Facebook Reality Labs, the company’s hardware division that builds the Oculus Quest headset, lost $3.3 billion in the quarter, despite bringing in $877 million in revenue. But even that figure is a tiny fraction of Facebook’s total revenue — $33.67 billion last quarter — primarily derived from targeted advertising on its main social network.
The company has made significant investments toward its aspiration of becoming a hardware giant, including hiring over 10,000 people and rebranding itself to Meta. But that transition is still in its early days. “Last year was about putting a stake in the ground for where we are heading; this year is going to be about executing,” CEO Mark Zuckerberg said on the company’s earnings call.
Executives hope that the company can reinvent itself with a focus on hardware, and that doing so will distract from its political problems. Tens of thousands of internal Facebook documents brought forth by a whistleblower last year revealed that it is accelerating societal polarization and that its algorithms have amplified misinformation and helped violent groups organize on the platform. The company is under intense government scrutiny, facing a major antitrust case in the United States and expected laws in Europe that could transform its business. It recently shuttered its cryptocurrency project, Diem, in response to intractable political pushback.
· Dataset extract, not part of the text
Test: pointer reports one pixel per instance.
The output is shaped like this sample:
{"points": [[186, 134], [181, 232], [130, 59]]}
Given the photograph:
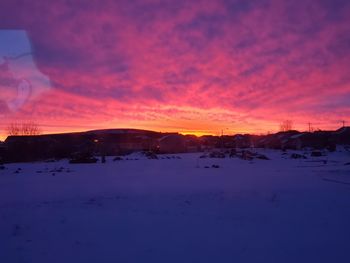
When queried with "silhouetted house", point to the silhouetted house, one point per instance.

Facebook’s user growth has stalled in the United States and Europe for the past several years, but the company previously made up for it by consistently adding users all over the world. These new numbers, which show a dip in daily active users on the Facebook app, suggest that Facebook is becoming saturated globally, as well — a trend that demonstrates another reason the company is pushing so forcefully into new arenas such as hardware.
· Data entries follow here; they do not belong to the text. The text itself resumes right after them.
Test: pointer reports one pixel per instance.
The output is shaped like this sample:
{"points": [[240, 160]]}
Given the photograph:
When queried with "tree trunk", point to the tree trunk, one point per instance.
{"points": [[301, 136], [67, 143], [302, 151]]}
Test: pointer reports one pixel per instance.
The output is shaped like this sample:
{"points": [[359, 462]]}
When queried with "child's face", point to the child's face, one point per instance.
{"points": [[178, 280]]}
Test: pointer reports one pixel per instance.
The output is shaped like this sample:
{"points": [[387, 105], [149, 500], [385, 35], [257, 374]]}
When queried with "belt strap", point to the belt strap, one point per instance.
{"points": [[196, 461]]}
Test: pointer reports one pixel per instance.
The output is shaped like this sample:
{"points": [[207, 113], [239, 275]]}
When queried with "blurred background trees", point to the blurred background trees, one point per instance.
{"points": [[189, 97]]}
But not all growth trends were negative. The company’s family of apps, which encompass Instagram, WhatsApp and Messenger continued to modestly add users. The number logging in monthly to Facebook continued to grow, even as the number of daily users dropped. And the company continued to earn slightly more revenue per user, as well.
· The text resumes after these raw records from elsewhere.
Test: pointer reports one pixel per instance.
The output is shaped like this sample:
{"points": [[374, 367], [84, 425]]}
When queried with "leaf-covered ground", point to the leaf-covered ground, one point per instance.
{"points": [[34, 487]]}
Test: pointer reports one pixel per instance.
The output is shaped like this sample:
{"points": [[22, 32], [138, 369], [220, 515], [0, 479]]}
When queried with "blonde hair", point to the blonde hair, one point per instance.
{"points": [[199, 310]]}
The company also said it was changing its stock ticker symbol to META from FB. It changed its corporate name from Facebook to Meta in October, saying at the time that it wanted to reflect its focus on the metaverse. But the change also came amid regulatory scrutiny of the company’s size and power, which was heightened after whistleblower Frances Haugen turned over internal company documents to Congress and the U.S. Securities and Exchange Commission.
Zuckerberg spoke several times on the earnings call about the competitive threat the company faces from video platform TikTok, and he explained that this competition was the reason the company was pushing hard to develop its short-form video product, Reels.
Zuckerberg conceded on a call with investors that the company faces growing competition in the race to capture people’s attention online and would need to work to make sure Reels brought in more money.
“People have a lot of choices for how they want to spend their time, and apps like TikTok are growing very quickly,” he said. “And this is why our focus on Reels is so important over the long term.” But the CEO’s unusually frequent references to competition also could be read as a message to critics who say the company is an all-powerful monopoly.